Written on November 19th 2001 by Chris Lau


Economic Factors
The key ingredients for a sustainable stock market recovery are here now. First, interest rates are at the lowest levels in several decades. Second, the US government are working on earmarking billions of dollars as a fiscal stimulus to the economy. Third, tax cuts made in the summer have yet to filter into the economy. Fourth, bonds (2 year term) collapsed on November 16 and on the same day, fifth, oil prices are now $18/barrel. Conversely, job cuts continued to increase, with the unemployment rate now at 5.4% in the U.S.(the highest in 19 years).

The real question is: are positives of the aforementioned economic factors adequate to sustain the current rally? The answer lies the affect of the unemployment rate on the economy. After all, the consumer was the fuel for the bull market in the 1990's, and there is no reason why it will not play a significant factor in the next bull market. Thus lower oil prices, lower taxes and higher government spending are factors that will stimulate spending consumer.

A Rally in Review

The September terrorist attack was one of the worst non-war event of our time, but from a financial viewpoint, served to bring a great deal of negativity in the markets. The chart above is the activity of the QQQ's (an exchange-traded fund that mimics the level of the Nasdaq). The ensuing rally in early October continues, but is headed towards a zone of resistance, currently in the $40-$42.50 range (based on moving averages). A breakout on strong volume above $44.50 would suggest the rally will continue well into the 2002. However, every sell-off occurring at the resistance levels increases the likelihood of a retest at $30.

Since the Dow Jones Industrial Average is remarkably similar in pattern (chart not shown) we will limit the analysis to the Nasdaq index.

Chart source: www.bigcharts.com on 19/11/2001

 

Stocks Wish List

With many stocks reaching astronomical returns over the past month (from a percentage basis), investors still on the side-lines with lots of cash are probably itching to put money back into the markets. Keep the rally in perspective!

Telecom Gear Makers:
Let us take Nortel as an example. The stock rallied 79% from its low, but the gain represents only a 44% recovery (and an 8% recovery from its 52 week high). Looking at the chart (not shown), the rally is not surprising as trading served to relieve oversold conditions. The key now from a technical perspective is watching for the support levels (at the moving averages) to hold. More importantly, Nortel needs to secure more contracts in 2002 to justify its rally.
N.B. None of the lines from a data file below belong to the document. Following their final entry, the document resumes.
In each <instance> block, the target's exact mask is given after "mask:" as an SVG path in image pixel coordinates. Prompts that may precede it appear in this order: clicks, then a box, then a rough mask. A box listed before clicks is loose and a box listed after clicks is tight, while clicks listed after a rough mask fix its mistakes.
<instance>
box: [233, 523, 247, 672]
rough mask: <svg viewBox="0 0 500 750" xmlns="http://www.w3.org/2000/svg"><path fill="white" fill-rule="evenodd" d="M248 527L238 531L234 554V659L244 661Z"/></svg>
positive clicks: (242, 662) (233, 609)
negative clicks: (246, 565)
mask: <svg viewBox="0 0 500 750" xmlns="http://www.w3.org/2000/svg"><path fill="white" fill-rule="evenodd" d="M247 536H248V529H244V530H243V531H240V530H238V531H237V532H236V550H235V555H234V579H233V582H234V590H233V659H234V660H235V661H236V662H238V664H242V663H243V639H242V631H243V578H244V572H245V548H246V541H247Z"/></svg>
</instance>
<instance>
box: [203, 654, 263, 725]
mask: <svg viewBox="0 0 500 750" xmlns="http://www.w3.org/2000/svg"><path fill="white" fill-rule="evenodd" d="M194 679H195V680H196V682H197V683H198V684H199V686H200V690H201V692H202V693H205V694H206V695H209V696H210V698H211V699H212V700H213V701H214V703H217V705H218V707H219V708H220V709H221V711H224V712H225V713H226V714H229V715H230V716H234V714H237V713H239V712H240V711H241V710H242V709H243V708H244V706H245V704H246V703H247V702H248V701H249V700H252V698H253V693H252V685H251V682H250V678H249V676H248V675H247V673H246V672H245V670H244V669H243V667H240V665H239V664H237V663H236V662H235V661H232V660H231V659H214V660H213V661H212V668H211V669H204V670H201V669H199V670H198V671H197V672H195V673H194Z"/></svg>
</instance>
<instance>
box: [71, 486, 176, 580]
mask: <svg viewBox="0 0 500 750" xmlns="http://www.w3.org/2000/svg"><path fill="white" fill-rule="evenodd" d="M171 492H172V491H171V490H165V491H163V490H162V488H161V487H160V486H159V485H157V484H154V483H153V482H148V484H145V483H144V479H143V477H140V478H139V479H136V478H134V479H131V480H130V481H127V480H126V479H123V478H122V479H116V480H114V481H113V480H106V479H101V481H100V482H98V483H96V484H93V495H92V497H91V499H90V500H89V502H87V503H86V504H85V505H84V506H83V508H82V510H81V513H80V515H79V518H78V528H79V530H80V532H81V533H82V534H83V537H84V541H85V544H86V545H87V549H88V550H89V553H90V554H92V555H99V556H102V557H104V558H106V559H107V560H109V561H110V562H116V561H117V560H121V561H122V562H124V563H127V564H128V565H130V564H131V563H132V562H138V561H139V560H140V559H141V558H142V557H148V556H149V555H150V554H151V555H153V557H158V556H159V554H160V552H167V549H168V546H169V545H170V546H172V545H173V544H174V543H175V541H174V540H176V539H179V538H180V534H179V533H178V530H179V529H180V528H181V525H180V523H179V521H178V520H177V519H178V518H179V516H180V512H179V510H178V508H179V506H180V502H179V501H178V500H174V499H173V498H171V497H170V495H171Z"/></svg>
Telecommunication Providers:
Has anyone noticed (in Canada) that the great big telcos are able to raise high-speed internet access fees? Both Rogers and Bell Canada have increased fees by about 10%. Since the key ingredient to long-term investment success begins with examining stable and growing cash flows, BCE and Rogers may prove to be worthwhile investments. On the other hand, the "convergence" strategy (and massive purchase of media companies) for these companies may continue to weigh down BCE and Rogers in the short-term.

Software:
Even the leading software companies appear to have made huge "recoveries" from recent lows. Siebel Systems (+88%), Intuit (+76%), PeopleSoft (+119%). Of the mentioned companies, I think Intuit will be able to hold on to its gains, as the rise was slow and steady (each low was higher than the previous low). Although companies like Siebel are great companies, they are not great stocks at this time - long-term trends remain negative, and the stock is still very expensive.